Destabilsation of East Timor

At this moment the militias, supported by parts of the army, are not capable of having a military confrontation with the international military forces. A wellknown strategy in such a case is to destabilise a country in order to profit from the political situation that the destabilisation creates. This strategy has been used by both left-wing extreme organisations (as ETA and IRA) and by right-wing extreme groups and socalled contras. In most cases those groups are ideal to governments or parts of governments, that can support groups without getting officially involved in a conflict. The USA have frequently done this in Latin America. Of course (parts of) the Indonesian army and political circles are aware of these strategies and have even been trained in them by the USA in order to contain the communist threat.

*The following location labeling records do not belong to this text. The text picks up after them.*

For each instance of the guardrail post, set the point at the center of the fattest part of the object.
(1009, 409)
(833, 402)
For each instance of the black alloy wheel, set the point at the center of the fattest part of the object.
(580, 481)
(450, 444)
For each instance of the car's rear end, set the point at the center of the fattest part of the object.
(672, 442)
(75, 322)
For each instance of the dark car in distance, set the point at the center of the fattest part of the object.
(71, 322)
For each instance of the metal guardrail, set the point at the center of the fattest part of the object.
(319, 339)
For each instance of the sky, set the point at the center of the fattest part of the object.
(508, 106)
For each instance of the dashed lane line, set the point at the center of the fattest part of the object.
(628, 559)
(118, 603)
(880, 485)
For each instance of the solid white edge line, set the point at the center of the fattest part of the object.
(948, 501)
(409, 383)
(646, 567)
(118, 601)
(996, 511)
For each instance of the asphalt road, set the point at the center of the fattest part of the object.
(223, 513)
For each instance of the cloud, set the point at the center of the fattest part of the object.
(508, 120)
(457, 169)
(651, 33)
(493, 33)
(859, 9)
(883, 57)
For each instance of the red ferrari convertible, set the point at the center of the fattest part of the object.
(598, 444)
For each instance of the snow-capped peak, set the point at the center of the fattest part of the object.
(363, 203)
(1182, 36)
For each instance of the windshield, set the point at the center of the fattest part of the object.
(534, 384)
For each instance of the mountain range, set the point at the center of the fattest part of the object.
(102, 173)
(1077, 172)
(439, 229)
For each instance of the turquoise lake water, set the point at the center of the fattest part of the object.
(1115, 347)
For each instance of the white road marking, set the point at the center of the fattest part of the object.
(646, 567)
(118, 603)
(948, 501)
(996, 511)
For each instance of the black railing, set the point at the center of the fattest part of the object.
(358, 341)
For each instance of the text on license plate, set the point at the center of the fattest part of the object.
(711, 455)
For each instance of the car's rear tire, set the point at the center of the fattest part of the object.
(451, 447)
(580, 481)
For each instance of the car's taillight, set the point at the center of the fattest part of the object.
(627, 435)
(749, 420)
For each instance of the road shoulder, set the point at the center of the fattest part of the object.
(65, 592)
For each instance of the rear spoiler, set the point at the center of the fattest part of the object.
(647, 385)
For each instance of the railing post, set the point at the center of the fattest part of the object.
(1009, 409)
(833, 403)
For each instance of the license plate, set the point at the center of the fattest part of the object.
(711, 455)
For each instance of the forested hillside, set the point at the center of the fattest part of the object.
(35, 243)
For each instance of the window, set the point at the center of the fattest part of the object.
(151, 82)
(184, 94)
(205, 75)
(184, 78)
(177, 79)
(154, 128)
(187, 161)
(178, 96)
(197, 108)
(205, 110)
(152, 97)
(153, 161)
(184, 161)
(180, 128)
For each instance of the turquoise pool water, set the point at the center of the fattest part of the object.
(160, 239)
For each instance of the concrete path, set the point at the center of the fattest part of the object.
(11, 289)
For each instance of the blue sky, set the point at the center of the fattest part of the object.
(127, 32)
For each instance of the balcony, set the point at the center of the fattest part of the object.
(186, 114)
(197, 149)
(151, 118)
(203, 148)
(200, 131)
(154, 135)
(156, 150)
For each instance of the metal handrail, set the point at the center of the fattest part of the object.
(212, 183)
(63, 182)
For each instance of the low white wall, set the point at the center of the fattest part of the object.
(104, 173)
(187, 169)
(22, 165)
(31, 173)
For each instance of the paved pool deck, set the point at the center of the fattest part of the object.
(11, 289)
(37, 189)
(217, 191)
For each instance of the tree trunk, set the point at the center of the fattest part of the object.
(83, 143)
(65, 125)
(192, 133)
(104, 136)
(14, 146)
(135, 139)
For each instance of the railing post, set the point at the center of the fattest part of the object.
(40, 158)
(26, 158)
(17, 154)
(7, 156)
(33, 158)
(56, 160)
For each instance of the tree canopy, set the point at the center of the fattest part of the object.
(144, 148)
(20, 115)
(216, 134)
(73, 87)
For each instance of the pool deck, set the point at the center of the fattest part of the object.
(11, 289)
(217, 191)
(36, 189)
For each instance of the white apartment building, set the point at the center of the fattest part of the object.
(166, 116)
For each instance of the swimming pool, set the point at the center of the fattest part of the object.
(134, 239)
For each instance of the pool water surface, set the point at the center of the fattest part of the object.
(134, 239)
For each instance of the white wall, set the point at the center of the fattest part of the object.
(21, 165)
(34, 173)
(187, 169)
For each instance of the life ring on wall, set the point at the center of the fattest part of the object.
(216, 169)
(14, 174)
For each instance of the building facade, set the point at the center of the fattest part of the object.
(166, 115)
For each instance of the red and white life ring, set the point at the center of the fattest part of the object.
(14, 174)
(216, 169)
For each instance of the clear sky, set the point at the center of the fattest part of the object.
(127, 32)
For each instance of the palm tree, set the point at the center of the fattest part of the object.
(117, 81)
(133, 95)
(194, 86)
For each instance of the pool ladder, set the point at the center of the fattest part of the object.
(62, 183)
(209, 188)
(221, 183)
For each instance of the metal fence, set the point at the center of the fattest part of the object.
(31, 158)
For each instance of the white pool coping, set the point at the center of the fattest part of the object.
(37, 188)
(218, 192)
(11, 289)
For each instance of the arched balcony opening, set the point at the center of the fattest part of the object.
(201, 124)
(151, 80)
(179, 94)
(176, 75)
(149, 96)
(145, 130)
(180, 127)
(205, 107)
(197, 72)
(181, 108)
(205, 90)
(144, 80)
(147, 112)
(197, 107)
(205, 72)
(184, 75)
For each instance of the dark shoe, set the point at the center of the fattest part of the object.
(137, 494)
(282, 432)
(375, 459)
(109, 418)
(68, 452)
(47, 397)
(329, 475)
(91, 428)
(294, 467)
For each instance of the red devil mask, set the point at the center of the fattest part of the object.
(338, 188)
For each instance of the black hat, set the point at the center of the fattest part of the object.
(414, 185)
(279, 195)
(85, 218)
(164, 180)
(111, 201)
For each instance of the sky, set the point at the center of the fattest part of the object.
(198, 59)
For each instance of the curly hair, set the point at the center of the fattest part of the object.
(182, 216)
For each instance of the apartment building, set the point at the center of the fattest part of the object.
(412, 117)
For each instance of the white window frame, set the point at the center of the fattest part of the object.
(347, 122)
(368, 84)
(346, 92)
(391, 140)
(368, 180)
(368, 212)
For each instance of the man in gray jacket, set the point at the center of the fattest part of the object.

First step is to drive out all snoopers. This tactic has succesfully been applied in East Timor last year and is at this time being wielded in West Timor. Another mean often used is the using of refugeecamps as bases of operations and for recruting new personnel. From these camps now groups of militias are infiltrating East Timor, where they are trying to destabilise the proces of reconstruction by increasing the violence and the terror. Even in the Viqueque district, far from the border, there are reports on a group of five militia members. The more discontent within the population about the slow proces of reconstruction, the more chance of support for militias or of people turning against the road to a democratic and independent East Timor. Also the various disputes about land and ethnic differences are useful handles to the militias for further destibilisation.

Next to it, the increasing violence and intimidations against relief workers can additional hinder the reconstruction. Relief workers are hindered in their movements, which creates areas where militias can do their own way.

Over the last months there are more and more infiltrations by smaller groups of armed militia members coming from West Timor. There are rumours that the CNRT has been infiltrated by militias and in Ainaro, not far from the border, again already hundreds of people are fled. Under a traumatised population that has no good provision of news, it is not hard to cause panic.

All together significant signals.

 

Government of national unity

One of the only means to turn the tide is a fast reconstruction. Unfortunately, at this moment reconstruction is going slow. The UNTAET-machinery is very bureaucratic, the unempolyment-level under East Timorese is immense, and in more distant areas only little has changed in the last year.

One can wonder if it is welcome to have elections quickly. There is a big chance that by having elections and the introduction of a parliamentarian democracy too quick, political relations will sharpen - at this time not really beneficial.

A parlemantarian democracy can only function with a wide political midfield and the richly presence of pressure groups and corporate life. At this moment those are almost completely absent. Beside that, East Timor has no tradition in parliamentarian democracy. Therefor the question is if it would not be better to have a kind of government of national unity, formed by CNRT, church, East Timorese NGO's and representatives of students, youth and women, and to wait with the construction of political parties until society has normalised.

As I wrote in the beginning, this is a gloomy story. One can set hope on the energy and will-power that a lot of East Timorese show in recontructing their country. Next to that, the international community has stuck it's neck out too far to withdraw again. However, we only have to think of Srebrenica to see that this is no guarantee. Much international pressure on Indonesia can help if there is a will to and if Indonesia still is united. But it seems that various powers in Indonesia - among them Soeharto and his clan - supported by parts of the army can do their way and are profiting from destabilisation in the regio.

I hope I am wrong, but we certainly cannot close our eyes for the dangers that are existing.